I don’t. Really. I thought there might be a point where I’d have a breakthrough and be able to cut through the noise that surrounds my days, but I can’t. I thought that one day I might have a reason for every word and phrase I use, but I don’t. And I thought that I would develop a method, an approach, for writing lovely things. But I don’t have that either.

And (I think) that’s okay. I’m (maybe) not the only one.

Now, methodology, the planning and deliberation that goes into each detail of a poem, the words, sounds, lines, is important.
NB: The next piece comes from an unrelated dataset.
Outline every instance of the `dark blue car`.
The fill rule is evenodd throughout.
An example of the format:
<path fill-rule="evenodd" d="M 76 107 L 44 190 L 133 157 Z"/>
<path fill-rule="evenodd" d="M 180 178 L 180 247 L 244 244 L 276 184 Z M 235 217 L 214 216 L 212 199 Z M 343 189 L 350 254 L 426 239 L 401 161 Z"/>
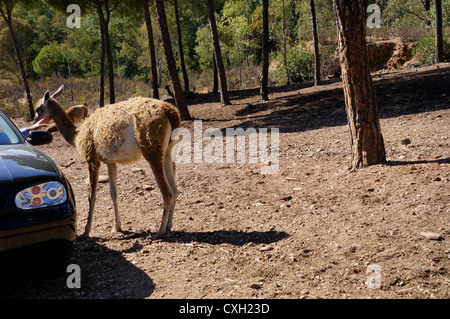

I’m not denying that.

But if I were to start off every poem with an exact plan then I would miss the excitement of discovery, and the thrill of the unexpected–the moments where my tongue continues to trace a melody long after it’s gone, and my mind repeats over and over a phrase of words that are, to me, music. I had more moments like these when I was younger than I do now. I miss them.

That’s basically my greatest difficulty. That I don’t, or won’t, go for anything unsafe. This includes not only failing to write things that are out of my comfort zone, but also refusing to sit and be silent, to read things over and over, to take the time that it takes to let my experiences soak into me and change me. (What if it took too much time? What if I ran out?)

It’s just a little too scary sometimes for my adult brain, taking that much time. I wonder what I’d do with myself. I’d get restless.

I’ve forgotten how to rest.

But good things take time. And if I want to create good things, I need to live slower. Breathe more slowly. Rest in the words that I hear, that are intriguing, or beautiful, or challenging. If I rush past the present moment, I will lose not only it but the future as well. And I will definitely not be able to write with any sort of fortitude.

Slow down, Abby dear…

It’s okay.

Rest.

 

Poetic Synchronicity

Sometimes the right poem arrives at the right time, like fire to Prometheus. The stanzas that turn an otherwise purely sorrowful occasion into something remembered with a wistful smile. What would be ‘the awful prom night’ is now ‘the awful prom night with the discovery of T.S Eliot’s The Lovesong of J. Alfred Prufrock at the end of it’. Art in general has the quality to add a silver lining to bleak times, but for me poetry has the greatest ability to stamp a gilded layer upon a melancholic time.

Being fifteen and frustrated I, like many of my ilk, found comfort in the poetry of Charles Bukowski. I’m now a little embarrassed by sway he held over my thought process, but at the time he was like a Sherpa, guiding me through the mountains of budding dissatisfaction and youthful fury. I still read his poems on occasion but find myself turned away by the blatant misogyny and overall crudeness. However, I still reminisce on spring days, where camped outside my therapist’s office, I devoured his ribald lines.

Sylvia Plath found me during an especially bland summer. It was of those summers where the cross country road trip, and all other thrilling expeditions I’d planned, had evaporated into fantasy yet again. I instead spent the days pacing around the house and playing the same video game ad nauseam. On night walks around the block, I’d think I’d spotted a friend in the distance, until recalling that they were off in Aruba, or the like, and I’d been presented with some modern form of mirage. On a stretch of boring summer days like these, I flipped open my Mom’s book of Plath poems and became engrossed.

Shelley’s Ozymandias finds you when you think you’ve wasted your wonder away. Yeats The Second Coming is like a radio signal straight into the pits of your doldrums and disillusionment, somewhere you thought you could not be reached. Perhaps we give off pheromones that attract the right poetry to us at the right times? It seems that if anything divine squats over us, instead of providing any form of direct-spiritual-intervention it sends us a care package of some good writing. Sometimes that is enough.